Avevo undici anni, la pelle ancora salata dal mare, le ciocche bagnate che si attaccavano al collo. Ridevo.
Sedevo dietro, nel sedile dell’auto, con mio padre al volante. Papà non lo diceva mai, ma aveva paura. La portava cucita addosso come una seconda camicia, sotto quella da magistrato. Ma quel giorno, per un momento, era scivolata via. Il mare ci aveva fatto credere di essere solo un padre e una figlia.
Poi.
Poi ci fu il suono che non somiglia a niente che tu abbia mai sentito. Uno strappo nel tessuto del mondo. La macchina tremò come se volesse alzarsi e scappare da sola. I vetri esplosero in piccoli fuochi d’artificio trasparenti. Mio padre urlò il mio nome.
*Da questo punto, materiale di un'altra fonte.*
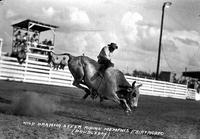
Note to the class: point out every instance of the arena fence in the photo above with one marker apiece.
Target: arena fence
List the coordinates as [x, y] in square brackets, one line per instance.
[36, 71]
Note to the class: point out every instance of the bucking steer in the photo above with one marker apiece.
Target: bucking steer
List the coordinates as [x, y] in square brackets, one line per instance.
[112, 86]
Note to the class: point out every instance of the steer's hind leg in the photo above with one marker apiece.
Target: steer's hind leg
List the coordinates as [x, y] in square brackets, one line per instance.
[77, 84]
[122, 103]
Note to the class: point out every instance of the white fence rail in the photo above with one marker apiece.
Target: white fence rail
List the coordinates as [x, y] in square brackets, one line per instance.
[39, 72]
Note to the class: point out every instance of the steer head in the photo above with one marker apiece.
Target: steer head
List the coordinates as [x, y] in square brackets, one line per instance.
[130, 93]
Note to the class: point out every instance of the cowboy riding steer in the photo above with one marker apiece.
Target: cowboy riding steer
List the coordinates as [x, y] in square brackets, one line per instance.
[112, 86]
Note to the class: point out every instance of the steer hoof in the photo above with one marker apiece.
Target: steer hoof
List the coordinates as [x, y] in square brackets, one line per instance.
[128, 112]
[134, 108]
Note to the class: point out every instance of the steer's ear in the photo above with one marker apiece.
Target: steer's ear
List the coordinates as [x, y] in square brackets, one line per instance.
[133, 84]
[129, 89]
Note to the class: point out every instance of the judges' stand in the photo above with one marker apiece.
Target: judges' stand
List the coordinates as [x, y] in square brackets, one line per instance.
[29, 32]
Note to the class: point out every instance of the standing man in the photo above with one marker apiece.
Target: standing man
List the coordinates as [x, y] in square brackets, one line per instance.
[104, 57]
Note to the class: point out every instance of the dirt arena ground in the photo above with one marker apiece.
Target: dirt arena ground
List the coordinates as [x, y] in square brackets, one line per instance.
[41, 111]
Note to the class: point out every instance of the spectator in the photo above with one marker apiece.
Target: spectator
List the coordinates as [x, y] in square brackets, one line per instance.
[45, 42]
[18, 38]
[56, 63]
[63, 63]
[50, 43]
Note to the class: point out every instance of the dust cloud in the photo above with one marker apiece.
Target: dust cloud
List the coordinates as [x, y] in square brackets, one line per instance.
[35, 104]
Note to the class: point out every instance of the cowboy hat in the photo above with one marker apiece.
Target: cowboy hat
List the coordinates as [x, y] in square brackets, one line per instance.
[113, 45]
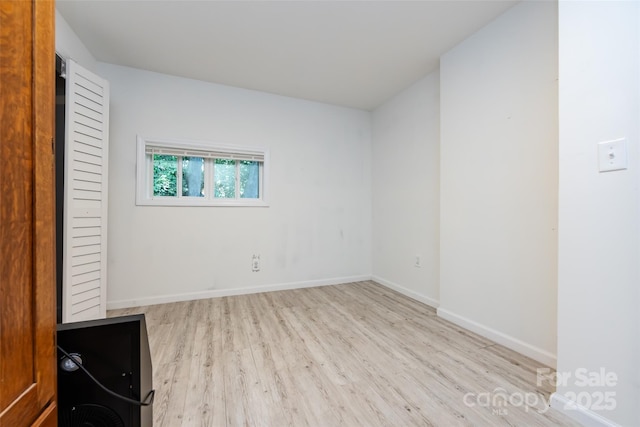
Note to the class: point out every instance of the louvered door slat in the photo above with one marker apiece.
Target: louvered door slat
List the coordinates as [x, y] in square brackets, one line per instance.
[85, 211]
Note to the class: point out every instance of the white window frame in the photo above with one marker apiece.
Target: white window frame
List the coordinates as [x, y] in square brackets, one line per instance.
[144, 173]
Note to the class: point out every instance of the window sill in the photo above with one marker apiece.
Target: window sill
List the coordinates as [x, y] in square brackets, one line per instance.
[162, 201]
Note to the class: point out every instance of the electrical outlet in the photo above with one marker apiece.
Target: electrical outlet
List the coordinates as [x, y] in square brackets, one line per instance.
[612, 155]
[255, 263]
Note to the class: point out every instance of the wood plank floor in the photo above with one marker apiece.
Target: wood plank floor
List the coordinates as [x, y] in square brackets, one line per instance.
[357, 354]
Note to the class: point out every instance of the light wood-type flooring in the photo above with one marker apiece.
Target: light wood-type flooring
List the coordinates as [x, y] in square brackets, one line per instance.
[357, 354]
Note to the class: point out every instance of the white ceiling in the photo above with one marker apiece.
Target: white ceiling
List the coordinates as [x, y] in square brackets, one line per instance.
[351, 53]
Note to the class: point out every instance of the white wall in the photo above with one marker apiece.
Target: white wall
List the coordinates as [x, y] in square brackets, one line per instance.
[498, 192]
[406, 190]
[316, 230]
[599, 216]
[68, 45]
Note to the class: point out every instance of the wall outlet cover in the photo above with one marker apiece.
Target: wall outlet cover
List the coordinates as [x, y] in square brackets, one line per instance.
[612, 155]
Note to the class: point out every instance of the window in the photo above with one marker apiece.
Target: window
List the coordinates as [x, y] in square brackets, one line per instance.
[199, 174]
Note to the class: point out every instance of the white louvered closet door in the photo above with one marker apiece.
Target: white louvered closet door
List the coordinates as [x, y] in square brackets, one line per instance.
[85, 195]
Il proiettile mi colpì al cuore, ma fu il suo dolore a tenermi ancora lì, per un momento in più. Mi prese tra le braccia, come quando ero più piccola e fingevo di dormire per farmi portare a letto. Solo che stavolta non stavo fingendo.
Da allora, vivo in quello spazio tra ciò che è stato e ciò che non sarà mai.
Mio padre negli anni ha smesso di sorridere con gli occhi. La sua giustizia è diventata una cosa muta, non più crociata, ma resistenza. Mia madre accarezza ancora la mia foto come se potesse scaldarmi. I ragazzi a scuola, ogni tanto, pronunciano il mio nome senza sapere bene perché.
Non dite che sono stata nel posto sbagliato al momento sbagliato.
Io ero con mio padre. Tornavamo dal mare. E quello dovrebbe essere sempre il posto giusto.